Settlement of exporter conversions and ‘avurudu’ remittances for the third consecutive market day to today (Thursday 30 March), albeit tempered this time by import demand, nonetheless saw the country’s foreign reserves being uplift by a nominal USD 1.86 million (Rs 594 million) and in the three market days to today by USD 51.84 million (Rs 16,597 million), an analysis of Central Bank of Sri Lanka’s (CBSL’s) open market operations (OMO) data showed. Conversions are based on Friday’s (24 March), Monday’s (27 March) and Tuesday’s (28 March) administered ‘spot’ values which were Rs 318.63, Rs 320.60 and Rs
319.98 to the US dollar respectively.
Consequently, Government of Sri Lanka’s (GoSL’s) face value money printing (FVMP) debt decreased for the fifth consecutive market day to today (30 March), this time albeit marginally, ie 30 March 2023 over 29 March 2023, by 0.01 per cent (Rs 212 million) to Rs 2,908,515.57 million (Rs 2.9085 trillion), thereby nominally deflating demand-pull inflationary pressure. Subsequently, market’s net shortfall decreased for the third consecutive market day to today, this time by 0.15 per cent (Rs 382 million) to Rs 250,133 million. Further, GoSL’s at least direct, theoretical MP borrowing costs (BCs) decreased for the fourth consecutive market day to today, this time by 2.56 percent (Rs 1,900.57 million) to Rs 72,325.05 million, due to overall buying pressure of Treasury (T) Bills and T Bonds in secondary market trading, attracted by high yields offered, but at the expense of not lending to the private sector, the engine of growth.
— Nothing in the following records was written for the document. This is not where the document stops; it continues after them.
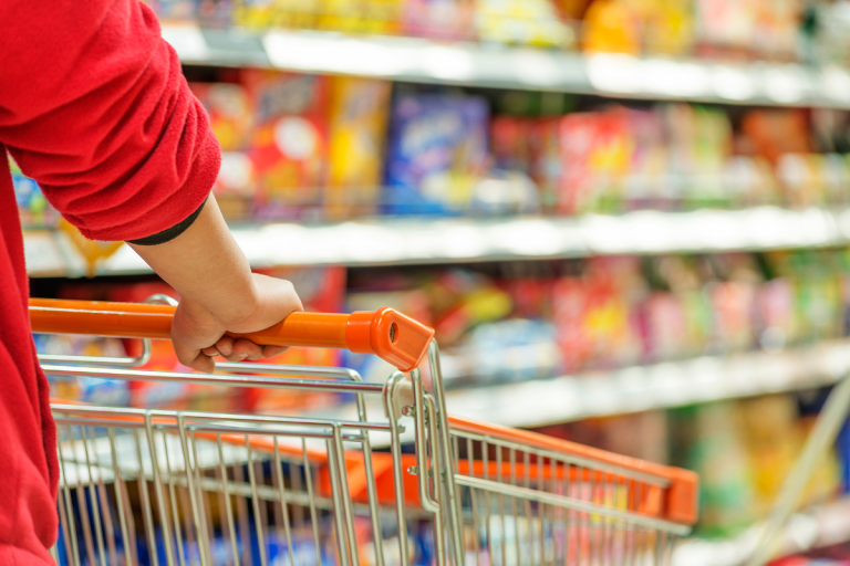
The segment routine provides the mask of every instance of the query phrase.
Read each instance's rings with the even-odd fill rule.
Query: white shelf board
[[[850,108],[850,73],[838,66],[730,63],[582,54],[419,38],[339,32],[206,30],[163,24],[182,61],[496,88],[723,104]]]
[[[449,389],[453,415],[509,427],[792,391],[835,384],[850,371],[850,339],[768,354],[751,352],[632,366],[516,384]]]
[[[850,209],[792,211],[638,211],[618,217],[387,218],[334,224],[235,227],[255,268],[341,264],[437,264],[818,248],[850,242]],[[31,276],[82,276],[84,263],[68,239],[24,234]],[[151,273],[129,247],[105,260],[100,275]]]
[[[442,357],[450,356],[444,354]],[[387,376],[391,369],[387,366]],[[848,373],[850,338],[843,338],[778,354],[749,352],[705,356],[612,371],[450,388],[446,391],[446,407],[449,413],[458,417],[506,427],[533,428],[811,389],[832,385]],[[372,418],[383,415],[379,399],[367,399],[367,410]],[[353,403],[309,415],[356,419]]]

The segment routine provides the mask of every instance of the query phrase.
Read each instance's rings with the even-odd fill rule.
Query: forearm
[[[209,196],[195,221],[173,240],[129,245],[180,294],[172,342],[183,364],[212,371],[218,355],[237,361],[284,349],[225,336],[228,331],[268,328],[302,306],[289,281],[251,273],[215,197]]]
[[[209,196],[185,232],[156,245],[129,244],[184,300],[214,313],[224,323],[241,321],[256,308],[250,266]]]

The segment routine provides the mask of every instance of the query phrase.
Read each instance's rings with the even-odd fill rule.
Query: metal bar
[[[236,545],[236,525],[234,524],[234,507],[230,502],[230,488],[227,481],[227,468],[225,467],[225,453],[221,446],[221,436],[216,438],[218,444],[218,467],[221,474],[221,493],[225,495],[225,513],[227,515],[227,530],[230,538],[230,553],[234,557],[234,564],[239,564],[239,551]],[[277,448],[277,446],[276,446]]]
[[[147,534],[148,554],[151,556],[151,564],[157,566],[159,559],[156,556],[156,537],[154,534],[154,517],[151,511],[151,500],[147,493],[147,478],[145,476],[145,465],[142,460],[142,442],[138,440],[138,431],[133,431],[133,442],[136,447],[136,458],[138,458],[138,496],[142,500],[142,520],[145,524],[145,533]]]
[[[204,535],[200,534],[200,510],[198,509],[198,492],[196,491],[195,486],[195,478],[193,478],[191,474],[191,468],[193,464],[197,465],[197,461],[189,459],[189,444],[188,444],[188,438],[186,434],[186,421],[182,415],[177,416],[177,430],[180,437],[180,449],[183,451],[183,461],[186,463],[186,484],[188,486],[189,491],[189,503],[191,505],[191,516],[195,520],[195,527],[197,532],[197,546],[198,546],[198,558],[200,560],[201,566],[209,566],[209,560],[207,560],[207,553],[204,549]]]
[[[106,566],[106,552],[103,546],[103,532],[101,525],[101,513],[107,510],[102,510],[97,504],[97,497],[95,493],[94,473],[92,469],[92,461],[89,454],[89,434],[85,431],[85,427],[80,427],[80,438],[83,441],[83,453],[85,454],[85,468],[89,474],[89,502],[92,505],[92,518],[94,520],[94,539],[97,543],[97,557],[100,558],[101,566]],[[100,474],[97,474],[100,476]],[[79,480],[79,478],[77,478]],[[85,505],[85,501],[80,502],[81,505]]]
[[[336,533],[336,548],[340,553],[340,564],[342,566],[349,565],[349,546],[346,543],[346,528],[343,520],[344,511],[342,510],[342,502],[340,501],[340,469],[338,463],[338,454],[334,450],[334,446],[330,440],[325,441],[328,448],[328,473],[331,476],[331,499],[333,500],[333,520],[335,533]]]
[[[142,381],[176,381],[227,387],[261,387],[268,389],[310,389],[342,394],[379,394],[383,387],[375,384],[357,384],[320,379],[290,379],[270,376],[191,374],[180,371],[154,371],[146,369],[120,369],[106,367],[76,367],[43,364],[41,369],[51,376],[100,377],[102,379],[132,379]]]
[[[313,479],[310,471],[310,460],[307,458],[307,440],[301,440],[301,453],[304,462],[304,482],[307,483],[307,495],[310,502],[310,523],[313,528],[313,542],[315,543],[315,564],[322,564],[322,543],[319,539],[319,517],[315,513],[315,497],[313,495]]]
[[[163,552],[165,552],[165,562],[168,564],[168,566],[175,566],[174,555],[172,554],[172,530],[168,526],[168,512],[166,510],[165,494],[163,493],[163,479],[159,475],[159,460],[156,457],[154,429],[152,427],[149,415],[145,417],[145,436],[147,438],[147,446],[151,450],[151,469],[153,471],[156,501],[159,504],[159,531],[163,533]]]
[[[174,536],[177,541],[175,552],[180,566],[186,566],[186,559],[184,557],[185,546],[183,544],[183,534],[180,533],[180,513],[177,504],[177,495],[174,490],[174,474],[172,473],[172,459],[168,455],[168,436],[165,432],[162,433],[163,438],[163,451],[165,452],[165,469],[168,472],[168,501],[172,507],[172,520],[174,521]]]
[[[626,468],[620,468],[616,465],[600,463],[588,458],[564,454],[562,452],[553,452],[551,450],[538,449],[538,448],[529,447],[527,444],[522,444],[519,442],[512,442],[510,440],[499,439],[498,437],[484,436],[484,434],[478,434],[476,432],[466,432],[457,428],[452,428],[452,433],[462,438],[471,438],[473,440],[481,440],[486,438],[487,442],[494,446],[500,446],[507,449],[512,448],[515,450],[529,450],[529,451],[532,451],[535,454],[542,455],[543,458],[554,459],[562,463],[574,464],[574,465],[587,468],[589,470],[601,472],[608,475],[619,475],[622,478],[631,478],[634,480],[639,480],[643,483],[657,485],[659,488],[670,486],[670,480],[667,480],[666,478],[659,478],[657,475],[638,472],[634,470],[629,470]]]
[[[410,565],[410,554],[407,552],[407,516],[404,504],[404,470],[402,470],[402,447],[401,434],[398,431],[398,421],[395,416],[394,406],[395,390],[404,380],[404,374],[396,371],[387,379],[385,392],[383,395],[384,413],[390,419],[390,451],[393,457],[393,482],[395,486],[395,516],[398,522],[398,556],[402,566]]]
[[[443,366],[439,364],[439,348],[437,347],[437,340],[432,339],[428,344],[428,365],[431,367],[431,380],[434,388],[434,399],[437,406],[437,418],[440,433],[440,444],[443,447],[444,459],[446,462],[450,461],[449,454],[449,434],[448,427],[448,411],[446,410],[446,395],[443,386]],[[446,491],[448,493],[448,500],[445,505],[450,510],[449,528],[452,532],[452,548],[455,552],[455,564],[464,564],[464,535],[462,533],[462,517],[463,509],[460,507],[460,497],[458,495],[458,486],[455,483],[455,474],[447,473],[445,476]]]
[[[251,484],[251,503],[253,504],[253,527],[257,530],[257,546],[260,548],[260,564],[268,566],[266,559],[266,535],[262,531],[262,522],[260,520],[260,501],[257,497],[257,478],[253,470],[253,455],[251,452],[251,441],[245,437],[245,448],[248,450],[248,481]]]
[[[473,459],[474,459],[473,441],[470,439],[466,439],[466,462],[469,467],[470,475],[473,474]],[[469,489],[469,500],[473,506],[473,545],[475,548],[475,564],[476,566],[480,566],[481,548],[480,548],[480,539],[479,539],[480,528],[478,527],[478,504],[475,501],[475,490],[473,488]]]
[[[638,515],[634,513],[629,513],[626,511],[620,511],[616,509],[609,509],[609,507],[605,507],[604,505],[584,502],[573,497],[566,497],[562,495],[552,495],[550,493],[545,493],[536,490],[527,490],[525,488],[500,484],[500,483],[496,483],[488,480],[479,480],[478,478],[470,478],[468,475],[458,475],[456,476],[455,481],[460,485],[475,486],[486,492],[500,493],[504,495],[510,495],[510,496],[520,497],[520,499],[528,499],[530,501],[536,501],[538,503],[543,503],[547,505],[556,505],[563,509],[576,509],[579,511],[583,511],[585,513],[593,513],[593,514],[610,516],[612,518],[618,518],[620,521],[623,521],[626,523],[633,523],[635,525],[642,525],[646,527],[659,528],[662,531],[668,531],[680,536],[684,536],[691,532],[691,527],[687,525],[682,525],[680,523],[672,523],[670,521],[663,521],[654,517],[646,517],[644,515]]]
[[[272,462],[272,467],[274,468],[273,481],[277,484],[278,493],[280,494],[280,509],[282,510],[280,518],[281,518],[281,522],[283,523],[283,534],[287,537],[287,551],[289,552],[289,564],[292,564],[294,566],[296,556],[292,551],[292,530],[290,528],[290,524],[289,524],[289,507],[287,505],[286,486],[283,485],[282,465],[283,464],[280,461],[280,450],[278,449],[278,437],[274,437],[274,461]],[[292,469],[292,465],[290,464],[290,470],[291,469]]]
Meanwhile, CBSL’s open market operations (OMO) statistics, from where the above figures are extrapolated, lacks transparency. MP, coupled with being the steward of the country’s foreign reserves and of its debt is the exclusive prerogative of the CBSL. GoSL’s FVMP debt is equivalent to the totality of CBSL’s T Bill and T Bond holdings. GoSL’s MPBCs are prorated to the outcome in secondary market trading of T Bills and T Bonds on the reference day.
‘Spot’ trades are settled after two market days from the date of transaction. CBSL, the steward of GoSL debt and its foreign reserves deals in ‘spot.’ The ‘spot’ is administered to minimize GoSL’s foreign debt in rupee terms and to lower the cost of ‘essential’ imports like medicines and energy imports which at times, generally these days, are met from the country’s foreign reserves and not from the market, to prevent depreciative pressure on the rupee as Sri Lanka is an import dependent economy.
Issuing of T Bills and T Bonds is a popular way GoSL raises money domestically to meet its local commitments. Investing in T Bills and T Bonds is generally considered as being riskless, because, in the event GoSL is unable to repay such debt, CBSL is normally mandated to print demand pull inflationary money and repay such creditors.